Hi, I am trying to test almost all GDS to select the best algorithm for every about 50 various target tasks of a customer like finding some activity patterns on internet.
Some tasks can be accomplished by the several algorithms separately with the different result or time to perform it.
Is there any comparison or report like that already tested on the same data with the different GDS algorithm to compare its quality and performance? Those kind of information would be very helpful even though I must test almost all GDS anyway to build application for each task.
For example I found NodeSimilarity makes very good result quickly to compare thousands set of some news content but it cannot be used to compare hundreds thousands of sentences since it takes forever on my best test machine(Ryzen 5950x 32 threads/128GB RAM) if I am not doing wrong.
I am sorry I cannot open more specific detail of the tasks since it is very confidential project.
If you're looking for run time estimates, you can check out our configuration guide, which includes run times for certain algorithms on a specified graph (LDBC100, ~300M relationships, 1B nodes) and provides the hardware we used to generate the benchmarks. It also provides some guidance on optimizing performance.

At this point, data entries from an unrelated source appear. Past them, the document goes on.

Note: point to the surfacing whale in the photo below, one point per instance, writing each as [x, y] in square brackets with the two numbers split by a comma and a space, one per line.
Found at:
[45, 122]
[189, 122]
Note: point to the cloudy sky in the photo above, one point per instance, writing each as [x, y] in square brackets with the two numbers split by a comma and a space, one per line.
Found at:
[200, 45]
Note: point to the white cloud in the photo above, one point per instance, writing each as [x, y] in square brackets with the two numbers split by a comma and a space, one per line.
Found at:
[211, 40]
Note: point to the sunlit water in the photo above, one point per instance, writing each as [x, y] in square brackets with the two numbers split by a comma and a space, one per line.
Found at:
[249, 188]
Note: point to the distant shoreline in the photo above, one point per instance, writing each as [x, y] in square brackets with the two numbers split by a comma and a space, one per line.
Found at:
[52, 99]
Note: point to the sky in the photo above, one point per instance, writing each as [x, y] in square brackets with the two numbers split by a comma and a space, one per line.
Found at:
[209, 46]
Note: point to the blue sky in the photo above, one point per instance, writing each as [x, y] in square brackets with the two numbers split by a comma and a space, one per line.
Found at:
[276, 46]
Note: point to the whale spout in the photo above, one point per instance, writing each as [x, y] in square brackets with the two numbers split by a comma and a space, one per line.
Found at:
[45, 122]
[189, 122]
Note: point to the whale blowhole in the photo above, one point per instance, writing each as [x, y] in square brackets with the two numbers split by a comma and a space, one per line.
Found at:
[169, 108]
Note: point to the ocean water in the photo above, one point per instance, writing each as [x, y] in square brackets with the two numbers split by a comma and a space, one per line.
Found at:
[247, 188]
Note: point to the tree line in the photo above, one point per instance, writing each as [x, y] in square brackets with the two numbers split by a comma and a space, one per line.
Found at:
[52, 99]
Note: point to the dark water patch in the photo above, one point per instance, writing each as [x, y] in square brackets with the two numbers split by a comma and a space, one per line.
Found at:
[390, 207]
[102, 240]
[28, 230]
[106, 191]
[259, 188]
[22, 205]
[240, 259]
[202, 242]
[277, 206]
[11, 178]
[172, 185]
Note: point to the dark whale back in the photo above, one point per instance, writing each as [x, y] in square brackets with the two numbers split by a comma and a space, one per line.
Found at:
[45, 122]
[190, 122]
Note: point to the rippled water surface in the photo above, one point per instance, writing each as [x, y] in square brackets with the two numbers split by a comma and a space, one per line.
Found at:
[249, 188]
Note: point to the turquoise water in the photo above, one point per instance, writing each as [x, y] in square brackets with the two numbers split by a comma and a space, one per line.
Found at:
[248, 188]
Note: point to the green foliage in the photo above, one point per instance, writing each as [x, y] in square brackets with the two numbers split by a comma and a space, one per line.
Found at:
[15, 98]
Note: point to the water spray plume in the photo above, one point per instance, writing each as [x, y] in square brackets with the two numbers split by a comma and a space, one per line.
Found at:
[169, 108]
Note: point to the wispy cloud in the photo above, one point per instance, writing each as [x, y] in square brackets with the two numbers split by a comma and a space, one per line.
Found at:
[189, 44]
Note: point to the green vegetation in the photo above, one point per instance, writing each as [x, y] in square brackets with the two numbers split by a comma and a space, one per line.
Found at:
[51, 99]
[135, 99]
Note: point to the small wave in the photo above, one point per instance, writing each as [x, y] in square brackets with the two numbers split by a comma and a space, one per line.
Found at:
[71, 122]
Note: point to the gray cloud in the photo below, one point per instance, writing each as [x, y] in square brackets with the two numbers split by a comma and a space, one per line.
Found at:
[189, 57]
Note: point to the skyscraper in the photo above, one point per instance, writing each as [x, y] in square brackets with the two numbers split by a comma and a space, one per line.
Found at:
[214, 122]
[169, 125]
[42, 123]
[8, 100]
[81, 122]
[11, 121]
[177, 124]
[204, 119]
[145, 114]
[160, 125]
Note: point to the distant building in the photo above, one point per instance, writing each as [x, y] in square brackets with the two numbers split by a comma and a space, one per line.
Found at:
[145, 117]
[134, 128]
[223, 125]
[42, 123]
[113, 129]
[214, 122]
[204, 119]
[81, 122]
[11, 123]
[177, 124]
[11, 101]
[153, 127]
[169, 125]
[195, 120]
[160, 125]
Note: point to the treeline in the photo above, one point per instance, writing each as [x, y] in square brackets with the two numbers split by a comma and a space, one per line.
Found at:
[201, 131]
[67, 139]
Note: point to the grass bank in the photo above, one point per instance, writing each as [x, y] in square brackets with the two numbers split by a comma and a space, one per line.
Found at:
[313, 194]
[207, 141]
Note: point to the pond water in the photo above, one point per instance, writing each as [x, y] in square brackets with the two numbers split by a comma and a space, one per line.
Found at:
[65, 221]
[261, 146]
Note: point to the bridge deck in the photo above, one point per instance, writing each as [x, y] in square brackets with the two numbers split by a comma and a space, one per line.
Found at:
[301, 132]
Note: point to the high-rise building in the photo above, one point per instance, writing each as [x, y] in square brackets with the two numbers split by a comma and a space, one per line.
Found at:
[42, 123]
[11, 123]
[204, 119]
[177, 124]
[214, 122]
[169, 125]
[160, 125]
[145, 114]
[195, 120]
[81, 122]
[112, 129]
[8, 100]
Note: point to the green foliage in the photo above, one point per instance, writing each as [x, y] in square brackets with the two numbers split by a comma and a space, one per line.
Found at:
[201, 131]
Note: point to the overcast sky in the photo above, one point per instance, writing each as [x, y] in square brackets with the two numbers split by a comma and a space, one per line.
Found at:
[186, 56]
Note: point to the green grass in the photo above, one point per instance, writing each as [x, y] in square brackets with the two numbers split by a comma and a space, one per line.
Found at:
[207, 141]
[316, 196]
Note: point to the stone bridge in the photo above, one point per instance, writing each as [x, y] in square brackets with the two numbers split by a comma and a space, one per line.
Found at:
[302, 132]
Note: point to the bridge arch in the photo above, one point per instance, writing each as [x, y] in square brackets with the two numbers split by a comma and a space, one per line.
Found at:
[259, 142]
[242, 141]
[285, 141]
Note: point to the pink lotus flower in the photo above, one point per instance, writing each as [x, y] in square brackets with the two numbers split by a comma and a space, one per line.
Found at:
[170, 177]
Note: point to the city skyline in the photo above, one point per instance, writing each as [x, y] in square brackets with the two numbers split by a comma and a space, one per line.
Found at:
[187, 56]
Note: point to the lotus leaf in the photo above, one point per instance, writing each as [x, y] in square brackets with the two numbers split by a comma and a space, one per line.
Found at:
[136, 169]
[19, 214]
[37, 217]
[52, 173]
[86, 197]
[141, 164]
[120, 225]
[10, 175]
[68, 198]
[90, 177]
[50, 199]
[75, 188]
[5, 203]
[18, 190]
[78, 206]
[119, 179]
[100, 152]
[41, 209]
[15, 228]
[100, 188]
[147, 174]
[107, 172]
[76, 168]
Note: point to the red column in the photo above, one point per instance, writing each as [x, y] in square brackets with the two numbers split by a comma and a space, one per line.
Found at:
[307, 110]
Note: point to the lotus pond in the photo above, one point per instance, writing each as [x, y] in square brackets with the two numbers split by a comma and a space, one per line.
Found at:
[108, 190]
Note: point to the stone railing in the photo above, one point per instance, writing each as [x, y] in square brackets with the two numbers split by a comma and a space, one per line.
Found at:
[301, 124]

In general, though, you want to set concurrency as high as possible (EE has unlimited concurrency), and make use of parameters like degreeCutofftopK and topN when available.
"Quality" is a much more nuanced metric - it's going to depend strongly on the data sets you're running an algorithm on, and the problem at hand. Usually we recommend tuning your algo call on a subset of the data to make sure that your parameter combination is giving you sensible results, before running over the full dataset.